Oil well performance is measured by the assessment of its Inflow Performance & Outflow Performance Relationships (IPR & OPR).
Since 1968, Vogel equation has been used extensively for analyzing the IPR of flowing oil wells under solution gas drive. However, the Vogel curve was originally developed for vertical wells and may not be applicable to horizontal wells due to the fact that the flow into a horizontal well, with overlying gas cap, is different than flow into a vertical well. In addition, current used inflow performance relationship models for horizontal wells are impractical in nature, mainly developed for homogeneous reservoirs, and not suitable for multi-layered systems with different permeability. Thus, there is a need for new practical IPR model that considers the effects of reservoir heterogeneity on IPR curves for horizontal wells producing from two-phase reservoirs overlaid by gas cap.

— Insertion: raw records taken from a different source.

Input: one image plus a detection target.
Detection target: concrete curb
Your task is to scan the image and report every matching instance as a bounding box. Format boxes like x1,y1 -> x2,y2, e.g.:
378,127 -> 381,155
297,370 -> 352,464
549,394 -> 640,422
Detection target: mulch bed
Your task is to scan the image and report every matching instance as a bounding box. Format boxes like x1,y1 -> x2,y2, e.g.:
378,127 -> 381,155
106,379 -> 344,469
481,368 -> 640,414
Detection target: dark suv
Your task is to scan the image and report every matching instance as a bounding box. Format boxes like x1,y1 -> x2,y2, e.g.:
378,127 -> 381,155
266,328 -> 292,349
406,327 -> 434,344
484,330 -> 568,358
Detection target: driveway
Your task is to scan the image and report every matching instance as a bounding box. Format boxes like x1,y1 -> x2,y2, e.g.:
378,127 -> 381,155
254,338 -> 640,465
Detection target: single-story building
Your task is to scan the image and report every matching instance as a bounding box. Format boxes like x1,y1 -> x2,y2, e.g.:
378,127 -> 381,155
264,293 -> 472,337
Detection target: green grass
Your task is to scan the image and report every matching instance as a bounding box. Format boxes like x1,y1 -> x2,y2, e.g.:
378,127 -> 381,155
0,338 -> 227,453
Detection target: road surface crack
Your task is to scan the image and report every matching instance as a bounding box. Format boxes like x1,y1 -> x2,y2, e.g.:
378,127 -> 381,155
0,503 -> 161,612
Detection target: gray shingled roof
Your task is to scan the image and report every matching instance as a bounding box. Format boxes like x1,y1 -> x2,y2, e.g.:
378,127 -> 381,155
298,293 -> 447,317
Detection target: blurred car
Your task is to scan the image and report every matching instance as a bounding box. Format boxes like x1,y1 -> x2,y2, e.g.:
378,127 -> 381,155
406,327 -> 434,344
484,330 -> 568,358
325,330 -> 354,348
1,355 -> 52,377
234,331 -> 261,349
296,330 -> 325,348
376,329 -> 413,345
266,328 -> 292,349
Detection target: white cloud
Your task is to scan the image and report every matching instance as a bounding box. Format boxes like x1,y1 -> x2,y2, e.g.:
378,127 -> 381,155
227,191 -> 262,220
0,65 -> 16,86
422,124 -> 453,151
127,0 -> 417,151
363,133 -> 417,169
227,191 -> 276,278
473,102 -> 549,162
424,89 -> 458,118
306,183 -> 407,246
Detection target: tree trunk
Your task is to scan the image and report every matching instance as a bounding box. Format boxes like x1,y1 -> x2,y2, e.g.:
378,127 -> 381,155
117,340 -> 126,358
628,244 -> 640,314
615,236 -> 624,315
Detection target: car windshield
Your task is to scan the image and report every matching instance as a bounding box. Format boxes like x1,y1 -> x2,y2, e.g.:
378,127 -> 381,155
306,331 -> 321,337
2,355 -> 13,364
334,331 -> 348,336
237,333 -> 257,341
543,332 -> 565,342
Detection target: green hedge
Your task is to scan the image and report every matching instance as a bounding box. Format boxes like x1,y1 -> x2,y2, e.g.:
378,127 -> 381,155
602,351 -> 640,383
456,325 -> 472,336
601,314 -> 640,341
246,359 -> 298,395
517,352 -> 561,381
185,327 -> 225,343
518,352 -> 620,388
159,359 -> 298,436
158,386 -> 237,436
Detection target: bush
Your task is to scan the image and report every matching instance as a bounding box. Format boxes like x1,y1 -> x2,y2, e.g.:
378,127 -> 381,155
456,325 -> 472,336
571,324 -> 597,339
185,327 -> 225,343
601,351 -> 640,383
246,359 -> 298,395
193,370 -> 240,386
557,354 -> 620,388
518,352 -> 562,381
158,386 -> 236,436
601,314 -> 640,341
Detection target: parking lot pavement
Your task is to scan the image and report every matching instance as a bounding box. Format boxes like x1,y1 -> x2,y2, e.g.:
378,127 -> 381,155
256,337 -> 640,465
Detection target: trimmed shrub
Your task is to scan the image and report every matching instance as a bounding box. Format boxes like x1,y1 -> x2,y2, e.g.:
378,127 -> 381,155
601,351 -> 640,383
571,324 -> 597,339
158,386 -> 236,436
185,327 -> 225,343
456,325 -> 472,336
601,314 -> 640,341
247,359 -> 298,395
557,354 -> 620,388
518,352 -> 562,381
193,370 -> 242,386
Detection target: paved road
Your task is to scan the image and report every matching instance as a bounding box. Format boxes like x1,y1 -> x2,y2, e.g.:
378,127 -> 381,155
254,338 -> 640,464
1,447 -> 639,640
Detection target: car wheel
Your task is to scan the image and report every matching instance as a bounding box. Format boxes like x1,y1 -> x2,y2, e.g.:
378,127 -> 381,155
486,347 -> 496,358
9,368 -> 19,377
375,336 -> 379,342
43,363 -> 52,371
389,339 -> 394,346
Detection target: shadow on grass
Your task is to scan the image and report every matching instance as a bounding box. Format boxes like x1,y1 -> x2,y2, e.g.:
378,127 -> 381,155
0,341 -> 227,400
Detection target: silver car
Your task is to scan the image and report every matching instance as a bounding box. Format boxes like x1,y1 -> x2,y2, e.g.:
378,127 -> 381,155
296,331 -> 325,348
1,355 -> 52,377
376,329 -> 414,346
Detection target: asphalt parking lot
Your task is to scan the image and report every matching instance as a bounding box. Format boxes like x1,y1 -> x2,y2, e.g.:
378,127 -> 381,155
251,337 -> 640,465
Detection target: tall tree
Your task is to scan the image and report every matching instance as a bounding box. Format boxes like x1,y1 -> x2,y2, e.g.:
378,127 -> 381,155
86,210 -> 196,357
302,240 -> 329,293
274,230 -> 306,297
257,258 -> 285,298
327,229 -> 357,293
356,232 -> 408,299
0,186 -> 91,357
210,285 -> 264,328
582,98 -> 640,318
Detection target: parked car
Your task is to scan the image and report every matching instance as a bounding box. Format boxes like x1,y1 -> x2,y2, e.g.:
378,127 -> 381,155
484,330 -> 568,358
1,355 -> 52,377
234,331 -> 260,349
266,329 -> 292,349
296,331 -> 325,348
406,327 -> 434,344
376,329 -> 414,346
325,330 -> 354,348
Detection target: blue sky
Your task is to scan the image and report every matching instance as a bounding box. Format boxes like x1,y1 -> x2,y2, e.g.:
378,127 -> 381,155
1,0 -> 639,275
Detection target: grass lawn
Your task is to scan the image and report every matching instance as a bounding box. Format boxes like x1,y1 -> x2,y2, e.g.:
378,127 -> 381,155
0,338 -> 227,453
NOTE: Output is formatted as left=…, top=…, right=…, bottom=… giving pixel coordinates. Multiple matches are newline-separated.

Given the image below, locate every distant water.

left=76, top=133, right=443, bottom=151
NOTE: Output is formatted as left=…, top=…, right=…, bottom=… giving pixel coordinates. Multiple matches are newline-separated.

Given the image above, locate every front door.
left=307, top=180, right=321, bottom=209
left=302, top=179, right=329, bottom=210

This study investigates the effects of reservoir heterogeneity on IPR curves for horizontal wells drilled in heterogeneous reservoirs. To achieve the desired objective, commercial simulator Eclipse, is utilized to develop IPR's for horizontal wells producing from solution gas drive reservoirs. Firstly, a simulation model is developed where a base case is considered with typical rock, fluid and reservoir properties using black oil model. Dimensionless IPR curves are generated by obtaining a set of points relating flowing bottom-hole pressures to oil production rates. The effects of several reservoir and fluid properties such as bubblepoint pressure, oil gravity, residual oil saturation, critical gas saturation, initial water saturation, porosity and absolute permeabilities on the calculated curves are investigated. Reservoir heterogeneity is included in the simulation model by introducing the concept of semi-variogram function. Finally, an attempt is made to converge the results into one simple model in order to get a new empirical IPR correlation for horizontal wells producing from heterogeneous solution gas drive reservoirs suitable for systems with different reservoir permeability. The new empirical IPR model was then compared to the published correlations and found to have a small and acceptable average absolute error of less than 2%.